You’ve been warned. If you’re easily offended, you may want to stop reading now.
At issue is the recent public scathing of a teenage girl from Alabama who took a smiling selfie at Auschwitz.
Let us define our terms for a moment, before we go any further.
Selfie–A picture of you, that you take by yourself, to show people where you are and what you are doing. It usually indicates that the moment of the selfie is significant or important to you for some reason, either big or small.
Smile–The semantic root of emoticons and emojis that real people often do when taking a picture or experiencing something interesting or new for the first time.
Teenage–A period of time in the life cycle of a human being that occurs before the achievement of a fully developed frontal lobe in the brain. Also, a stage of life most mature adults would rather forget about.
Auschwitz–A place where German ideologues sworn to racists and evil doctrines murdered over a million Jews 70 years ago.
Now, before you fire off that angry comment to me, let me assure you. I get it. I wish that girl hadn’t taken the selfie. It was insensitive. As a historian I’d want her to read some of the accounts and watch the video. As human being I want her to read Elie Wiesel, The Diary of Anne Frank, and Corrie Ten Boom. As a pastor I want her to read Dietrich Bonhoeffer. I want to teach her about the horrible, horrible things that happened in the past so that they will not be repeated, ever again.
But she was insensitive and didn’t think about the moment. That is what teenagers do. She was traveling with her grandmother, at a historical place, and in a foreign country. She didn’t think. She clicked and sent.
For some reason, her tweet got retweeted enough until it was picked up on aggregators and the next thing you know she is a pariah threatened with death by internet morons, accused of hate by others, and celebrated as all that is wrong with America by Leonard Pitt Jr.’s Sunday morning commentary in the newspaper (click here for his commentary).
Do you think she was anti-Semitic? Let’s see, she was voluntarily touring Auschwitz. I assume she knew what it was and wanted to see it so she could internalize some historical awareness of the holocaust.

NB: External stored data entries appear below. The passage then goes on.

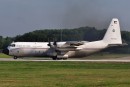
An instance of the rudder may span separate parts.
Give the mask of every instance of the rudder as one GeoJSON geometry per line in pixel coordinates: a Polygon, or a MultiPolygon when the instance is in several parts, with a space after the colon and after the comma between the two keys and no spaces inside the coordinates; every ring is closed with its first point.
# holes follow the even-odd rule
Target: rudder
{"type": "Polygon", "coordinates": [[[122,44],[121,32],[120,32],[120,24],[117,18],[113,18],[111,24],[108,27],[108,30],[103,38],[108,44],[122,44]]]}

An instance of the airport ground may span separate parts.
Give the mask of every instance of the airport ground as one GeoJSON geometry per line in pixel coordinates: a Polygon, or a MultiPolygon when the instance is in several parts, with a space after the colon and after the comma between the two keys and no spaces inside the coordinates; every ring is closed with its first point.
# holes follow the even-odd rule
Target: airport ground
{"type": "MultiPolygon", "coordinates": [[[[2,54],[3,55],[3,54],[2,54]]],[[[6,55],[4,55],[6,56],[6,55]]],[[[104,60],[98,55],[93,60],[104,60]]],[[[109,55],[110,56],[110,55],[109,55]]],[[[129,60],[112,54],[107,59],[129,60]]],[[[130,62],[0,61],[0,87],[129,87],[130,62]]],[[[45,59],[46,60],[46,59],[45,59]]],[[[90,60],[90,59],[88,59],[90,60]]]]}
{"type": "MultiPolygon", "coordinates": [[[[22,57],[14,60],[13,57],[0,53],[0,61],[53,61],[46,57],[22,57]]],[[[54,60],[55,61],[55,60],[54,60]]],[[[86,62],[130,62],[130,54],[97,53],[84,58],[69,58],[57,61],[86,61],[86,62]]]]}

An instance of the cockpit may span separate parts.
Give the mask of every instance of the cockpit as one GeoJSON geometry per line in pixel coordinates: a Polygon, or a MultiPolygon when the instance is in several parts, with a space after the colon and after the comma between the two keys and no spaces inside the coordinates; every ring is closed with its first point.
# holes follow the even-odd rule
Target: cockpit
{"type": "Polygon", "coordinates": [[[9,46],[10,46],[10,47],[15,47],[15,44],[10,44],[9,46]]]}

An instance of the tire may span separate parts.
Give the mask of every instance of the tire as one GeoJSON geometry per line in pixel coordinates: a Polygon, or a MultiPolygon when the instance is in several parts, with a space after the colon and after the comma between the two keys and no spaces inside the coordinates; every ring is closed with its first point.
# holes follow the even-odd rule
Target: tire
{"type": "Polygon", "coordinates": [[[63,60],[67,60],[67,58],[63,58],[63,60]]]}
{"type": "Polygon", "coordinates": [[[53,59],[53,60],[57,60],[57,56],[53,56],[52,59],[53,59]]]}
{"type": "Polygon", "coordinates": [[[17,56],[14,56],[14,59],[18,59],[18,57],[17,57],[17,56]]]}

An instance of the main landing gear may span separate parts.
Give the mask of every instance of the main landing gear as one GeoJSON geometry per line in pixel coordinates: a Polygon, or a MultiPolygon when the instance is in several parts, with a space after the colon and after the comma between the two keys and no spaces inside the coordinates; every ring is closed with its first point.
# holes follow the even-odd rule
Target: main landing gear
{"type": "Polygon", "coordinates": [[[57,60],[57,56],[53,56],[52,59],[53,59],[53,60],[57,60]]]}
{"type": "Polygon", "coordinates": [[[67,58],[57,58],[57,56],[52,57],[53,60],[67,60],[67,58]]]}

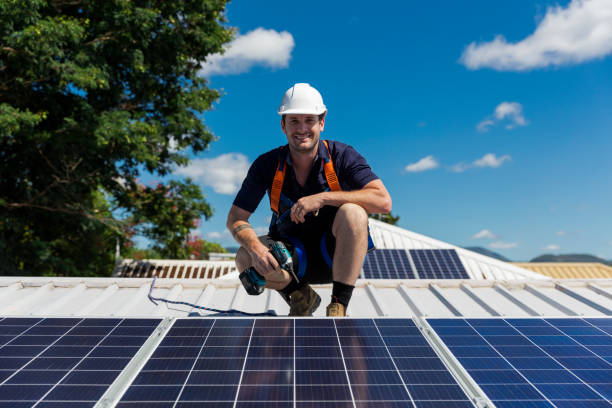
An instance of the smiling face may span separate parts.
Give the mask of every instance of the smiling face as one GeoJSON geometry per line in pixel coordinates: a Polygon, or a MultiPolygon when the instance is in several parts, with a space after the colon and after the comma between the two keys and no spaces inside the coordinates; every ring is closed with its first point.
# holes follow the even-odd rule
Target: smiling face
{"type": "Polygon", "coordinates": [[[316,149],[325,126],[325,116],[290,114],[281,120],[291,151],[308,153],[316,149]]]}

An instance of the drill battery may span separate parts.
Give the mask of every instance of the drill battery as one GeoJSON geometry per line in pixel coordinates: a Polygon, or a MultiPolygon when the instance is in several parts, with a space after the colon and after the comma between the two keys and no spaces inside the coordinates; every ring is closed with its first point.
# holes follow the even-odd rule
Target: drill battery
{"type": "MultiPolygon", "coordinates": [[[[281,269],[286,270],[295,277],[293,272],[293,260],[291,259],[291,253],[280,241],[275,241],[270,247],[270,253],[278,262],[281,269]]],[[[249,295],[261,295],[266,287],[266,278],[261,276],[259,272],[252,266],[243,271],[240,276],[240,282],[249,295]]]]}
{"type": "Polygon", "coordinates": [[[266,287],[266,278],[257,273],[252,266],[244,270],[238,277],[249,295],[261,295],[266,287]]]}

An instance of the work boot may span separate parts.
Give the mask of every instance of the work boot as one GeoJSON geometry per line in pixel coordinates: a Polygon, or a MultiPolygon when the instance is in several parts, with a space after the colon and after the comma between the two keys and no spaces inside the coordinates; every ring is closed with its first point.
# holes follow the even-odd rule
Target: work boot
{"type": "Polygon", "coordinates": [[[329,306],[327,306],[327,316],[345,317],[346,308],[342,303],[331,302],[329,306]]]}
{"type": "Polygon", "coordinates": [[[305,284],[289,295],[289,316],[312,316],[320,304],[321,297],[305,284]]]}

I assume, likewise, that her grandmother who was with her helped her understand at least some of the significance of the genocide and atrocities. No, she is far less anti-Semitic than some of the commentators at major newspapers are regarding the current Israeli-Hamas conflict.
Can a human being always be dour? No, a person can’t.
Let me ask my readers if smiling selfies would be allowed at Pearl Harbor? How about Ground Zero in New York at the WTC? What about Wounded Knee in South Dakota? Hiroshima? Gettysburg? The Coliseum in Rome? All of these are where people were killed, either in large numbers or for racial or religious reasons. Maybe some of the people who are angry at this girl are beginning to see why some people in the United States cringe whenever someone wears a Confederate Flag as a symbol of pride.
Let us remember that the historical difference between her birth and the events of World War II is greater than the events of my birth and the sinking of the Titanic or World War I. I also bet that wasn’t the only smiling selfie ever taken at Auschwitz.
Save your outrage for people who do real evil, like blow up folks with bombs or hurt little children.